McDonald’s operates a mostly franchisee business model, meaning most of the inflationary pressures will fall on its franchises, and the company will continue to reap the benefit of franchisee fees. Though we like this aspect of the company a lot and think it perfect for this inflationary environment, we also note that the firm is handling the market environment quite well, with its franchisees offering consumers value for the buck — and this is coming through in strong comp performance. We don’t think the McDonald’s equity is underpriced at present levels, but for exposure to the restaurant arena, it’s hard to go wrong with the firm’s stock. For dividend growth investors, shares yield a lofty 2.4% at the time of this writing, a level comfortably above the average S&P 500 company.

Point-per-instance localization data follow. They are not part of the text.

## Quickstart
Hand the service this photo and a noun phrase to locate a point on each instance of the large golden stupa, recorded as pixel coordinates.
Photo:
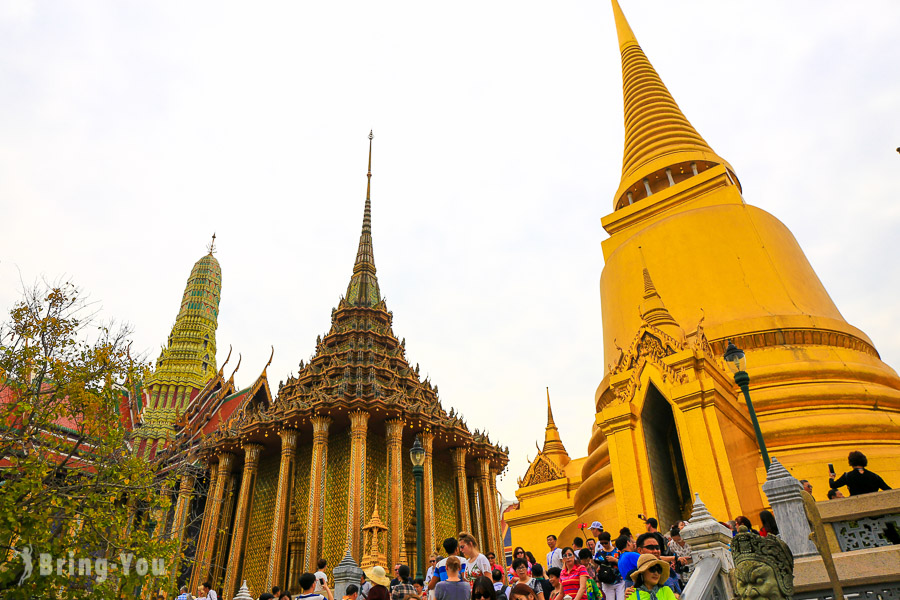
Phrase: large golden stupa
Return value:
(689, 266)
(297, 477)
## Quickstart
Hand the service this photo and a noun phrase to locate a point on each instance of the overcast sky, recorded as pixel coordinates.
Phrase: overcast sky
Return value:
(131, 131)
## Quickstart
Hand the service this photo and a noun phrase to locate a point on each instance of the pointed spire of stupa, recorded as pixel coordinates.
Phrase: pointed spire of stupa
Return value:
(653, 311)
(661, 146)
(363, 289)
(553, 446)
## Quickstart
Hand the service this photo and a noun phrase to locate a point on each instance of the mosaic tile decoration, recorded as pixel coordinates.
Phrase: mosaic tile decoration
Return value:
(259, 534)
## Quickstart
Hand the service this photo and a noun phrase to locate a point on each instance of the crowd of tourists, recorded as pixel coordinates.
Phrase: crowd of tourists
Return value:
(602, 567)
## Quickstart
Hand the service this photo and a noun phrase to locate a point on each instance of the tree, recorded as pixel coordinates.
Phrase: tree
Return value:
(74, 498)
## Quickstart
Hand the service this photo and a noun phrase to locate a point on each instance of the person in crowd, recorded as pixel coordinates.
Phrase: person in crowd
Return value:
(208, 592)
(477, 564)
(858, 479)
(607, 557)
(681, 550)
(573, 577)
(577, 545)
(769, 526)
(519, 552)
(648, 577)
(404, 586)
(451, 547)
(321, 577)
(538, 572)
(521, 591)
(647, 544)
(653, 529)
(523, 575)
(554, 557)
(628, 556)
(492, 558)
(396, 578)
(380, 589)
(587, 561)
(483, 589)
(556, 593)
(309, 583)
(452, 587)
(743, 521)
(500, 587)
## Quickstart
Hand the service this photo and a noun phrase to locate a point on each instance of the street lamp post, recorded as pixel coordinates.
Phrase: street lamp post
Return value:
(736, 361)
(417, 456)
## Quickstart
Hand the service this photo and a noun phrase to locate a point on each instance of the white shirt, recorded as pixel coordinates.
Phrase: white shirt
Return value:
(554, 558)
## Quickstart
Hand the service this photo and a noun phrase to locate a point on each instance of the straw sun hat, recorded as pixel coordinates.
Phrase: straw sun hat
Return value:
(377, 576)
(645, 562)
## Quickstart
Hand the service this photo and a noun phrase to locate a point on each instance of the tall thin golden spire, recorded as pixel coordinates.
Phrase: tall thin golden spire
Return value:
(553, 446)
(661, 146)
(363, 288)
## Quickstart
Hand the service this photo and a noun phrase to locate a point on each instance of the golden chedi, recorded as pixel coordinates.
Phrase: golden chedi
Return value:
(689, 265)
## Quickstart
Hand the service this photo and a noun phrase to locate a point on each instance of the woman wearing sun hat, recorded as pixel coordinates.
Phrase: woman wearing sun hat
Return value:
(380, 583)
(649, 577)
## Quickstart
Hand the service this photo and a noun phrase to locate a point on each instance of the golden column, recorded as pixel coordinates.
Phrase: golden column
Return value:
(278, 550)
(428, 492)
(395, 497)
(241, 519)
(356, 490)
(489, 501)
(182, 509)
(496, 523)
(211, 514)
(318, 469)
(462, 487)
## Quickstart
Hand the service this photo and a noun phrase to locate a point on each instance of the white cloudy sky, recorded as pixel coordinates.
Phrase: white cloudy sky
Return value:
(130, 131)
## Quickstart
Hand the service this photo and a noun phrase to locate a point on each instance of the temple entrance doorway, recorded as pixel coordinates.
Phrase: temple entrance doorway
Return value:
(668, 475)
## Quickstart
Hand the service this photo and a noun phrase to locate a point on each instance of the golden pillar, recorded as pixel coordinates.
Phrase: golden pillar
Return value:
(318, 469)
(395, 498)
(182, 509)
(241, 520)
(428, 492)
(462, 488)
(278, 549)
(212, 512)
(356, 490)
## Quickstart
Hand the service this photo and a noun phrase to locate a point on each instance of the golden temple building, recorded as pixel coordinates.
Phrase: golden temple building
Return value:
(319, 467)
(690, 265)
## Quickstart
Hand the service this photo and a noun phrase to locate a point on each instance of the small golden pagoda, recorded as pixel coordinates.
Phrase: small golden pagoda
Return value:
(690, 265)
(292, 479)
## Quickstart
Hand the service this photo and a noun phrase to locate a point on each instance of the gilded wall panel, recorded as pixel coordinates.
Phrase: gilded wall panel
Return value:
(445, 517)
(334, 543)
(259, 534)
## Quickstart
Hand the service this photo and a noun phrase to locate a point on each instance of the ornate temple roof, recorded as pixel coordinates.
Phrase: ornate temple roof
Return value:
(189, 358)
(360, 364)
(657, 134)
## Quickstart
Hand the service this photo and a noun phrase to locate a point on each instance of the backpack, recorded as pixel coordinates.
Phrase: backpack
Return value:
(593, 591)
(606, 572)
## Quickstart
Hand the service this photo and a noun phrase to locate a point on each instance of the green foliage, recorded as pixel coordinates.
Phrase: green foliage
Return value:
(70, 485)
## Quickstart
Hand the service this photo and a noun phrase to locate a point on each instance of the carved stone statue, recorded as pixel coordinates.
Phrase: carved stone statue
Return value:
(764, 568)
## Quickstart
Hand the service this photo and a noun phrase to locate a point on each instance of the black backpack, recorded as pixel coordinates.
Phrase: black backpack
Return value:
(607, 572)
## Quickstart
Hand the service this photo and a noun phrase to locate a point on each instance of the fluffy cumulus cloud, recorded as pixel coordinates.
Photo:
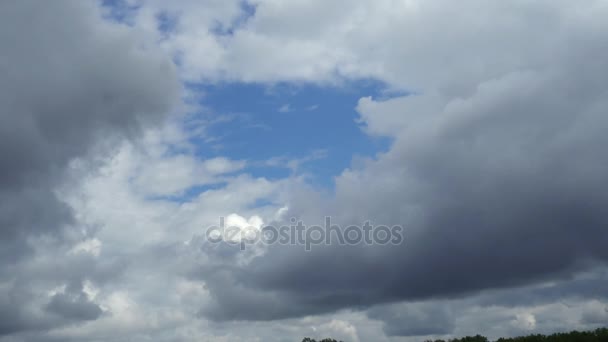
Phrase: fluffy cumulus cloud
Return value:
(495, 168)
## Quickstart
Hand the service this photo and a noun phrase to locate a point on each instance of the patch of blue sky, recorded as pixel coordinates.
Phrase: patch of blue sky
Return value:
(120, 10)
(188, 194)
(315, 126)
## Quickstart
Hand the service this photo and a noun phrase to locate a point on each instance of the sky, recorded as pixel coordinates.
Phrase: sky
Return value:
(130, 128)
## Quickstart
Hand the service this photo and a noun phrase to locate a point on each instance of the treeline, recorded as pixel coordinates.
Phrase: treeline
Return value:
(599, 335)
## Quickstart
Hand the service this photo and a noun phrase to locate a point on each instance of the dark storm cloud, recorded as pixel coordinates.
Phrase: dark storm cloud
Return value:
(70, 83)
(502, 186)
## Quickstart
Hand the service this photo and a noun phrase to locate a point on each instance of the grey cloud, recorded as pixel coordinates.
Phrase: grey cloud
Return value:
(414, 319)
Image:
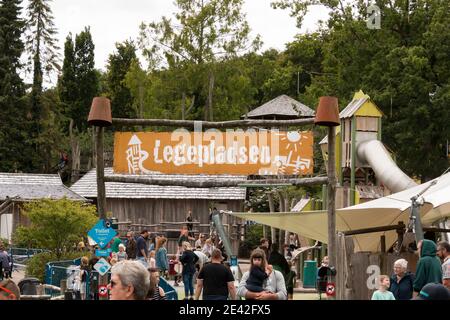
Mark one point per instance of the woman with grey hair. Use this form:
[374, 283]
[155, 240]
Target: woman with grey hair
[130, 280]
[401, 281]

This article or report and any links within are for information purposes only and should not be considered a solicitation to buy or sell any security. Valuentum is not responsible for any errors or omissions or for results obtained from the use of this article and accepts no liability for how readers may choose to utilize the content. Assumptions, opinions, and estimates are based on our judgment as of the date of the article and are subject to change without notice.